I don't want to be a manager. But it seems like something's missing, that I don't have any "project leadership" experience on my resume (save that one time, which was a success I might add.) I'm confused about what the next step for me is supposed to be, and how to get there. It seems like the things above me on the career ladder (architect, principal, CTO, what have you) are not attainable because of this absence of leadership experience. I mean, is this something that even exists or am I just imagining it? I see peers (coworkers who eventually moved on to other places) who make these strange leaps from Sr. Engineer to Director or CTO and I don't understand how they did it. Should I just try applying to a higher-up position sometime?
I'm open to any and all career advice. This really isn't about money or responsibility, it's just about ensuring that I'm not stalling out somewhere in my professional growth. I guess I'm trying to say that I'm concerned about my long-term trajectory.

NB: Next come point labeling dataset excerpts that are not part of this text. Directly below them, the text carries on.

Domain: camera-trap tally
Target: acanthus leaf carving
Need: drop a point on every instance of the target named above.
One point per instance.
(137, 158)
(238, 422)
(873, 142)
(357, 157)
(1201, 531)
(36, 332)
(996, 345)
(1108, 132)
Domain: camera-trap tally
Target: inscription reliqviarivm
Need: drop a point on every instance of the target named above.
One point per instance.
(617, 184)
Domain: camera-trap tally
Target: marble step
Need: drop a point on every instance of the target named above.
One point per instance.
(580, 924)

The organizational pyramid is just that. Not every senior dev moves up (or should move up if happiness is a priority). You shouldn't look to your peers to tell you what's next for your career. How do you want to spend your time at work compared to how you're spending it now? Do you want harder technical problems? More product design work? Something else? You've already expressed that you don't want to manage folks, which closes off a lot of paths.